Fantasy and Reality: The Tragedy Of An Eager Evangelist’s Suicide

I read a story this morning that upset me badly. Not to the point of shedding tears of sorrow, although the story is very sad. Rather, I was closer to outrage. I’ll explain this in three parts — first by providing a bit of personal background, then by relating the facts, and finally by explaining what made me so upset about the whole thing.

1. How Dungeons & Dragons Helped Teach Me To Distinguish Fantasy From Reality

When I was a teenager in the 1980’s, I was a Dungeons & Dragons geek. My parents tolerated this surely-annoying behavior because they knew that if it wasn’t Dungeons & Dragons, it would have been something else instead. And as unproductive teenage hobbies went, Dungeons & Dragons was more or less harmless and not particularly expensive for them to indulge.

Now, recall that in the at the time, there was an appreciable cultural backlash to this game. It was centered on churches and in particular on those churches that today we would classify as “evangelical” (at the time, we used the word “fundamentalist”). They seized on a handful of instances in which high school or college kids committed suicide — and all of these kids played a lot of Dungeons & Dragons. Their story was that they were peer-pressured into playing the game, discovered that a facet of the game includes characters consorting with demons and devils, which led to worship of those demons and devils in the game, which in turn led to worship of the devil in real life, which in turn led to insanity and ultimately suicide. Same thing with the heavy metal music — that apparently also caused kids to worship the devil and suicide, if you believed what certain pastors were trying to sell their credulous congregations.

My folks had the eminent good sense to quickly decide that all of this was utter and complete nonsense and to leave me and my friends to our own devices in outgrowing the pastime. The biggest danger we faced from playing Dungeons & Dragons was not meeting girls, and eventually we all figured out that girls were indeed more interesting than little lead figurines and the anthropology of the fictional Wood-Elf. So my folks, and my friends’ parents, all made the correct decision to ignore the religious fearmongers and allow their geeky teenage boys to develop on their own, and everything worked out more or less fine for all of us.

The result of a good upbringing and being given enough respect for my own intelligence was that I instinctively knew that the demons and devils of Dungeons & Dragons were creatures of pure fantasy — no one could really believe in the objective existence of the monsters in the game. Teenagers playing Dungeons & Dragons would sneer at the proposition that a creature like a Beholder could actually exist. The Beholder is obviously a fanciful creation.

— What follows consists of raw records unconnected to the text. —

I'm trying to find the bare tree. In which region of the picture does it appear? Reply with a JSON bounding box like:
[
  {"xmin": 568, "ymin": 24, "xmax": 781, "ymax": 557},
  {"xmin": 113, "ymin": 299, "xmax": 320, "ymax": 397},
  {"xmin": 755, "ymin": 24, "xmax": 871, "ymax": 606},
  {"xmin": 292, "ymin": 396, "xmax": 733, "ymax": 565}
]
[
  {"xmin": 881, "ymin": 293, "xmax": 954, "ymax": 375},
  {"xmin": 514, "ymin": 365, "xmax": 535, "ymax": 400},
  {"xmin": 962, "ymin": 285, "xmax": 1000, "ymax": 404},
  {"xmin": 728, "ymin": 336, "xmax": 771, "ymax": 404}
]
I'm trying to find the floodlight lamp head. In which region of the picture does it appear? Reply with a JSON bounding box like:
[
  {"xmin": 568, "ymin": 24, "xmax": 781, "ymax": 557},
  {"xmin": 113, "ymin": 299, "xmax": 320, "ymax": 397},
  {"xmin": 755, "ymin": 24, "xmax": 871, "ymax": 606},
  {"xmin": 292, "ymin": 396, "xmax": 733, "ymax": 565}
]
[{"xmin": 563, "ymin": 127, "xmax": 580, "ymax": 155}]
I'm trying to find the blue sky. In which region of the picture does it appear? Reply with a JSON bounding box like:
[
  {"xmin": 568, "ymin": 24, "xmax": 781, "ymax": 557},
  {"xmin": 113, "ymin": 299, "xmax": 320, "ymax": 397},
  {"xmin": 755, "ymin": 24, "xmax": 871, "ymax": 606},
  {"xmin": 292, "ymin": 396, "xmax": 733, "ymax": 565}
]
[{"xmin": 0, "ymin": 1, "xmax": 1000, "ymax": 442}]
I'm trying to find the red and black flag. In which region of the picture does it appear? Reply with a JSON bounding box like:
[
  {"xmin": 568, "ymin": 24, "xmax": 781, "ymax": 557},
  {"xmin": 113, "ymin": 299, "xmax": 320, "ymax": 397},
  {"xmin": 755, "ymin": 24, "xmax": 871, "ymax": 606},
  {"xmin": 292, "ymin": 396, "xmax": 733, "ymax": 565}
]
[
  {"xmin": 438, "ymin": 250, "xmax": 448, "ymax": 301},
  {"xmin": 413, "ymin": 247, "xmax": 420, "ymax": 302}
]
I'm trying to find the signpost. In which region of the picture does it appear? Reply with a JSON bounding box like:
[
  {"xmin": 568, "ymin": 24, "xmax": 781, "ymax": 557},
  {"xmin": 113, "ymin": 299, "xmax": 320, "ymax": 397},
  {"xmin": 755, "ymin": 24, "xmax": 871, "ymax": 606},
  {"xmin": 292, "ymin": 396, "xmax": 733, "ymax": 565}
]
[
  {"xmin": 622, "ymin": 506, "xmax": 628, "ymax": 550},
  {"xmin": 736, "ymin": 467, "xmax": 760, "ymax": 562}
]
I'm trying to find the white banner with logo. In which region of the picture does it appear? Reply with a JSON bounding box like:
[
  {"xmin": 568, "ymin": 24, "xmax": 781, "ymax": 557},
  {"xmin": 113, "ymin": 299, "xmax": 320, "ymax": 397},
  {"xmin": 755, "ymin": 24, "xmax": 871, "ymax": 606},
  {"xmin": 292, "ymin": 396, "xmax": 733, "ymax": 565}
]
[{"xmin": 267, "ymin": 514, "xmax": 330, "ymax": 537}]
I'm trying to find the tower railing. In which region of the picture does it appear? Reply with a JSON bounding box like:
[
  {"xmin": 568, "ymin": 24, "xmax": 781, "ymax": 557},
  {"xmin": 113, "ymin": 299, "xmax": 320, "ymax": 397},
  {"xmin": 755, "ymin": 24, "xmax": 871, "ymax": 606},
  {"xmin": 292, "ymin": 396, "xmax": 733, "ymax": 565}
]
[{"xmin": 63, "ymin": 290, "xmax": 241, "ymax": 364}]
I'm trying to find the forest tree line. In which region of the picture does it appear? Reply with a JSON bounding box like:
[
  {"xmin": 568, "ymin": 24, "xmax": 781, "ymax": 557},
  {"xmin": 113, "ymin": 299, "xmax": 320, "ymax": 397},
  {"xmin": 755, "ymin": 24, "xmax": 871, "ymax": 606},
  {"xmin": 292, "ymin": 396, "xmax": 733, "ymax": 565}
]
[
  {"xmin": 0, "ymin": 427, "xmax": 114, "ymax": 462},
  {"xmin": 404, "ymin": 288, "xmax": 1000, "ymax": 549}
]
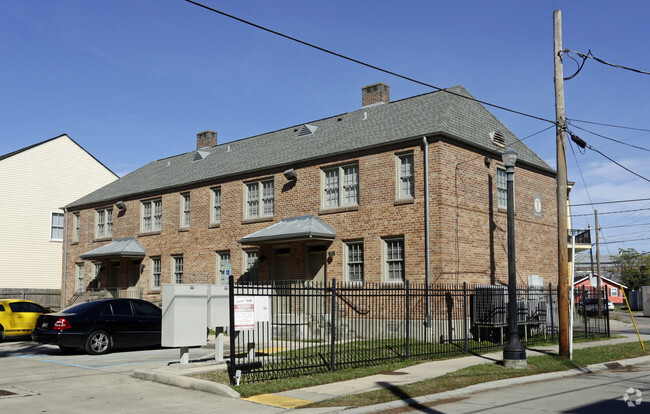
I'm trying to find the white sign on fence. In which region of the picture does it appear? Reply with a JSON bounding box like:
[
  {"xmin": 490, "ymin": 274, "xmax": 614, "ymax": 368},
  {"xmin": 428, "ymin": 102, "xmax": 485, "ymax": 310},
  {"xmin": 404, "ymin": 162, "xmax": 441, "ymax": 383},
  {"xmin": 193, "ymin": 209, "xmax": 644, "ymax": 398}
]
[{"xmin": 234, "ymin": 296, "xmax": 255, "ymax": 331}]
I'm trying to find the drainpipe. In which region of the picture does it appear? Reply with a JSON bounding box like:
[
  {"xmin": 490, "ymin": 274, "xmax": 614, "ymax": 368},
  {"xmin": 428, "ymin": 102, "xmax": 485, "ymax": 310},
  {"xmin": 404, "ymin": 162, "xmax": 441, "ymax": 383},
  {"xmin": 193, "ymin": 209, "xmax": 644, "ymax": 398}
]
[
  {"xmin": 61, "ymin": 208, "xmax": 68, "ymax": 309},
  {"xmin": 422, "ymin": 137, "xmax": 431, "ymax": 327}
]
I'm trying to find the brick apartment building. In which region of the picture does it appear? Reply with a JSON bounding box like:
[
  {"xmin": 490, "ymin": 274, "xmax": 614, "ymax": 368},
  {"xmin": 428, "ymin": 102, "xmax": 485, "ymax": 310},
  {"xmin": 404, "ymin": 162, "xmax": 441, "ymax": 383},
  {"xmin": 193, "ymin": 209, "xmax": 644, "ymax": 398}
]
[{"xmin": 63, "ymin": 83, "xmax": 557, "ymax": 302}]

Meanwhile, at this point in my real-world development, I was going through the motions of worship in the Roman Catholic tradition in order to please the adults in my life. But pretty much as soon as I established a mental and personal identity of my own, I worked out for myself that I didn’t really believe in any of the mythology being peddled by the RCC. Transubstantiation makes as much objective sense, in the world of reality, as wizards casting fireballs out of walking sticks.

By trivializing the devil and making the Forces of Evil simply another fantasy monster to be overcome in a quite obviously fictional game, Dungeons & Dragons didn’t make me want to worship Satan. Rather, it made me doubt Satan’s very existence. And given the nonsense I was being told about Jesus and God — he came back from the dead, he walked across water, he cured leprosy without medicine, and his flesh was apparently made of stale bread — it was not a big step at all to question whether, if Satan so obviously could only exist in a fantasy world, whether God was a fantasy as well. Christianity was merely another mythology, like that of the Norse, or the Romans, or the Chinese, which had little to do with reality. This particular mythology had survived to the present day, but I was able to see that was simply an accident of history and going forward with my education, I realized I would be better-off dispensing with the mythology and dealing instead with reality.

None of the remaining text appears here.